2.3. Generation of Plasmids

The pMElpxO1 and pMElpxO2 constructs were generated by PCR amplification and directional cloning of the DNA fragment encompassing the coding sequence of each gene into the isopropyl-1-thio-ß-D-galactopyranoside (IPTG) inducible shuttle vector pME6032 [20], using the primers and restriction enzymes reported in Table S2. The constructs were verified by DNA sequencing and introduced in P. aeruginosa strains by transformation using chemically competent cells.

2.4. Lipid A Analysis

Lipid A was extracted from bacterial cell pellets using the ammonium hydroxide-isobutyric acid-based procedure as previously described [10,21]. Briefly, cells from 2 mL of early stationary phase cultures in MH were collected by centrifugation and resuspended in 400 μL of 70% (v/v) isobutyric acid and 1 M ammonium hydroxide (5:3). After 1-h incubation at 100 °C and centrifugation at 2000× g for 15 min, supernatants were added to 400 μL of endotoxin-free water, frozen at −80 °C, and lyophilized in a centrifugal vacuum concentrator. The resultant pellets were washed with 1 mL methanol, and lipid A was extracted using 100 μL of chloroform, methanol, and water (3:1:0.25). After centrifugation at 2000× g for 15 min, 2 μL of the supernatants were mixed with 2 μL of 10 mg/mL norharmane matrix in chloroform:methanol (2:1), and 0.5 μL of the mixtures were spotted on a matrix-assisted laser desorption-time of flight (MALDI-TOF) plate (5800 MALDI TOF/TOF Analyzer, Sciex, Ontario, Canada). Samples were analyzed in the negative-ion mode with reflectron mode. Calibration was performed using default calibration originated by five standard spots. Spectral data were analyzed with the 4000 Series Explorer software Version 4.1.0 (Sciex, Ontario, Canada), and used to estimate lipid A forms based on their predicted structures and molecular weights [10].

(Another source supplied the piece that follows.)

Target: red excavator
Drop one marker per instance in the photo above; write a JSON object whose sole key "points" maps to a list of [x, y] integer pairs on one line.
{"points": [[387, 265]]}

2.5. Detergent Sensitivity Assay

Sensitivity to the lytic effect of sodium dodecyl sulphate (SDS) was assessed by determining the turbidity (OD600) of bacterial cells from late-exponential cultures resuspended in saline after incubation at room temperature for 5 minutes in the presence of increasing concentrations of SDS (0–5%, w/v) [22].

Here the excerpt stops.